His body was placed in state in the body of the wagon, pillowed with
everything in the line of cloth which the house could furnish. Thus
equipped they went on at a more moderate pace toward Morgantown.
What followed it is useless to repeat here. Tradition rehearsed every
detail of that day’s work, and the purpose of this narrative is only
to give the details of some of the events which tradition does not
know, at least in their entirety.
They started at one end of Morgantown’s street. Pierre guarded the
wagon in the center of the street and kept the people under cover of
his rifle. The rest of Boone’s men cleaned out the houses as they went
and sent the occupants piling out to swell the crowd.
And so they rolled the crowd out of town and to the cemetery, where
“volunteers” dug the grave of Martin Ryder wide and deep, and Pierre
paid for the corner plot three times over in gold.
Then a coffin—improvised hastily for the occasion out of a
packing-box—was lowered reverently, also by “volunteer” mourners, and
before the first sod fell on the dead. Pierre raised over his head the
crucifix of Father Victor that brought good luck, and intoned a
service in the purest Ciceronian Latin, surely, that ever regaled
the ears of Morgantown’s elect.
The moment he raised that cross the bull throat of Jim Boone bellowed
a command, the poised guns of the gang enforced it, and all the crowd
dropped to their knees, leaving the six outlaws scattered about the
edges of the mob like sheep dogs around a folding flock, while in the
center stood Pierre with white, upturned face and the raised cross.

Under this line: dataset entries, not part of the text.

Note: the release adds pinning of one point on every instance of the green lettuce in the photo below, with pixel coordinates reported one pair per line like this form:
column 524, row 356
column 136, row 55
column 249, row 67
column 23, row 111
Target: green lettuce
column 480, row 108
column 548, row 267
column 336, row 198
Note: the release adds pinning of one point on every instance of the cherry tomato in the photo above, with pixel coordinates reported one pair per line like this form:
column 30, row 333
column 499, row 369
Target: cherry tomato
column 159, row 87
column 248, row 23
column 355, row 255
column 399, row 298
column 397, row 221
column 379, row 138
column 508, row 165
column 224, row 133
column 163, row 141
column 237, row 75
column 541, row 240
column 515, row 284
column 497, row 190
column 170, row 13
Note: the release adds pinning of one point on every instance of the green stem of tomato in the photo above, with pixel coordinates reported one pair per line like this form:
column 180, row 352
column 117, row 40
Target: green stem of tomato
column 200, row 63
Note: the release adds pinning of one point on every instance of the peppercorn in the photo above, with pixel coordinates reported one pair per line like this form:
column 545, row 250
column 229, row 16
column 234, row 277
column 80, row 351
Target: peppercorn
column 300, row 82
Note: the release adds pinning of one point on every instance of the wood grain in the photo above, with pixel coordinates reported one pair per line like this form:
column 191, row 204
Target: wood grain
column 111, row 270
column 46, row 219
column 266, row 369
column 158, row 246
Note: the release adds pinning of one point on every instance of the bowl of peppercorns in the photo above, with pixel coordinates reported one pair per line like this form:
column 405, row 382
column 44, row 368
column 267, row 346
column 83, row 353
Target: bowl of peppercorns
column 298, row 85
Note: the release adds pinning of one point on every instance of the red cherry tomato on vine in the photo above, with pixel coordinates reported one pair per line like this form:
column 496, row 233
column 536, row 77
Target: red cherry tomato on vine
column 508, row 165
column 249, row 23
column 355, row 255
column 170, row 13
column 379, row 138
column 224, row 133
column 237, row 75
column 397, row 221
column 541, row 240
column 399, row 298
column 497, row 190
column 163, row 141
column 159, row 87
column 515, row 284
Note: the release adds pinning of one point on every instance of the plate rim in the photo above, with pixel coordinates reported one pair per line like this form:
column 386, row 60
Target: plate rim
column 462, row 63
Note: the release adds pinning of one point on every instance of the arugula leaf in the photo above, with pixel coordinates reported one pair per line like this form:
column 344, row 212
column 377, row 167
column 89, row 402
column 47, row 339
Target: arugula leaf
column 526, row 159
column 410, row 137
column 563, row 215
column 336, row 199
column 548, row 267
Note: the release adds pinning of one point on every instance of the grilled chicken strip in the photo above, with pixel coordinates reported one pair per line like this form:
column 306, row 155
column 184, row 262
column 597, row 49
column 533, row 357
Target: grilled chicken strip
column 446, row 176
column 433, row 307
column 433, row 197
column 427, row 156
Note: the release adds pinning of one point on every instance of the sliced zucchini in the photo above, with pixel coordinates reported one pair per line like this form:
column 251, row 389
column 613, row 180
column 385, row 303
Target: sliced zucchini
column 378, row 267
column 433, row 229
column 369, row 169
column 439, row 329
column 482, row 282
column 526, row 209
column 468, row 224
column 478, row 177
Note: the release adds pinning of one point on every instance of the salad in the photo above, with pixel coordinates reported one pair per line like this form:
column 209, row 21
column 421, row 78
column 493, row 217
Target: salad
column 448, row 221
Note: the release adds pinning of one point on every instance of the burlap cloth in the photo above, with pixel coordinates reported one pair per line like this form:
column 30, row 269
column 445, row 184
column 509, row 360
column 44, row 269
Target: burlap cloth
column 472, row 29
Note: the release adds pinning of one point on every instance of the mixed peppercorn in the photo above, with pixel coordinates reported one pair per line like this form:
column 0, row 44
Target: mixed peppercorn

So Martin Ryder was buried with “trimmings,” and the gang rode back,
laughing and shouting, through the town and up into the safety of the
mountains. Election day was fast approaching and therefore the rival
candidates for sheriff hastily organized posses and made the usual
futile pursuit.
In fact, before the pursuit was well under way, Boone and his men sat
at their supper table in the cabin. The seventh chair was filled; all
were present except Jack, who sulked in her room. Pierre went to her
door and knocked. He carried under his arm a package which he had
secured in the General Merchandise Store of Morgantown.
“We’re all waiting for you at the table,” he explained.
“Just keep on waiting,” said the husky voice of Jacqueline.
“I’ve brought you a present.”
“I hate your presents!”
“It’s a thing you’ve wanted for a long time, Jacqueline.”
Only a stubborn silence.
“I’m putting your door a little ajar.”
“If you dare to come in I’ll—”
“And I’m leaving the package right here at the entrance. I’m so sorry,
Jacqueline, that you hate me.”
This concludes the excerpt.